Kitapta kahramanların hayat hikayelerinin yanında, eski köy odalarındaki adet ve ananeler, yoksul ama şan ve şerefle yaşanmış hayatlar, kaybolan gelenekler, saygı ve sevgi gibi toplumun olmazsa olmazları da yer alıyor. Savaşın gerçek galibi bu kahramanlara karşı vefasızlığımız, galibiyeti, kahramanlığı, vatan kurtarıcılığı birkaç kişiye indirgememiz, birkaç kişiyi göğe çıkarırken, vatanın gerçek galibi şehit ve gazilerimizi, onlarla beraber şehit ve gazilik duygularını besleyen değerleri ihmalimiz, unutmamız, nisyana terk etmemiz, gazilerin belini büken bürokrasi, savaş sonrası ortaya çıkan sahtekar tipler, yokluk ve çaresizlik.. gibi pek çok şey de var. Mesela farklı yöre ve şahıslarla ilgili anlatılan “Yaralı Top Efsanesi”ne (Bkz. P.Naili Boratav, Folklor ve Edebiyat) Yozgatlı bir kahramanımızla ilgili olarak da rastlıyoruz (s.151).      
Kahramanlardan geriye kalan resimler, sancak, tabaka, gümüş köstekli saat.. gibi manevi değeri yüksek hatıraların fotoğrafları kitabı görsel olarak da desteklemiş ve zenginleştirmiş. En önemlisi de yazarın sade ama yüreğini ortaya koyan duygulu dili, özenli samimi anlatımı eseri daha bir güzelleştiriyor.

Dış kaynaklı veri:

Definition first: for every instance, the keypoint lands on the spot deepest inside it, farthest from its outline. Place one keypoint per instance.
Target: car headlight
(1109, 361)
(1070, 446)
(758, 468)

Bu arada az da olsa eserin bazı yerlerinde olayın kahramanlarının yakınları tarafından yakılan ağıtlar, veya hakkında yazılan şiirler de kitaba bir başka hava ve güzellik katıyor. 

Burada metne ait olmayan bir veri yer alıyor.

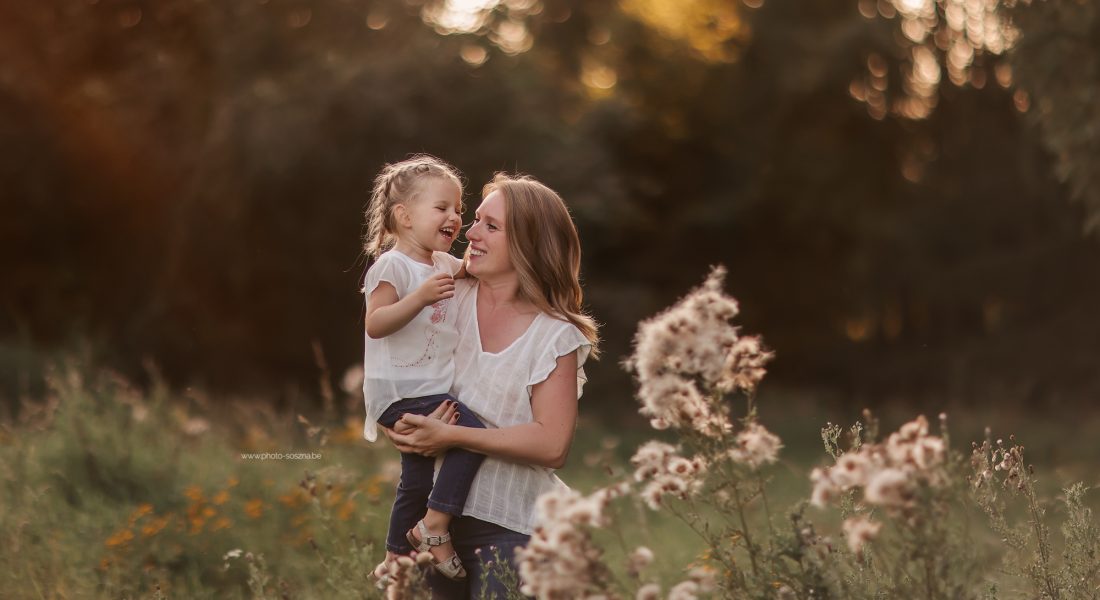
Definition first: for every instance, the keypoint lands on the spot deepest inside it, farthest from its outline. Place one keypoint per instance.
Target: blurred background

Sonuç olarak Osman Beyi bu çalışmasından dolayı tebrik eder daha nice çalışmalara imza atmasını dilerim. Yozgatlılar için de, bu kitabın her şeyden önce okunması, okutulması gerekli bir kitap olduğunu düşünüyorum. Hatta Tarih, Sosyal bilgiler gibi derslerde yardımcı bir kitap olarak çocuklara mutlaka okutulmasını tavsiye ederim. Kahramanların yaşadığı yerlerde bu isimleri yaşatacak bir vesile bulunması gerektiğine inanıyorum. Bir sokak ismi, hiç olmazsa hatırasına dikilmiş bir ağaç vs. Haddizatında asıl bundan sonra yapılacak başka işler de var. Bu hikaye ve kitaplardan ilham alacak şair, romancı ve senaristlerin, şiir gibi, roman gibi, sinema gibi başka sanat dil ve dallarıyla konuyu kendi alanlarında işlemeleri ve geleceğe taşımaları da toplumun onlardan beklediği bir başka görevdir. Yoksa bazı sözde sanatçıların uçuk, lüzumsuz fantezilerle toplumu dejenere etmeleri, meşgul etmeleri kendi özü, tarihi ve toplumunu tanımamasından mı kaynaklanıyor, bunu da bir düşünmeli. Çünkü biz iyiyi tanıtamadığımız için kötüler ortada. Belki de biz tarlamızı iyi sürüp işlemediğimizden dikenler çıkıyor.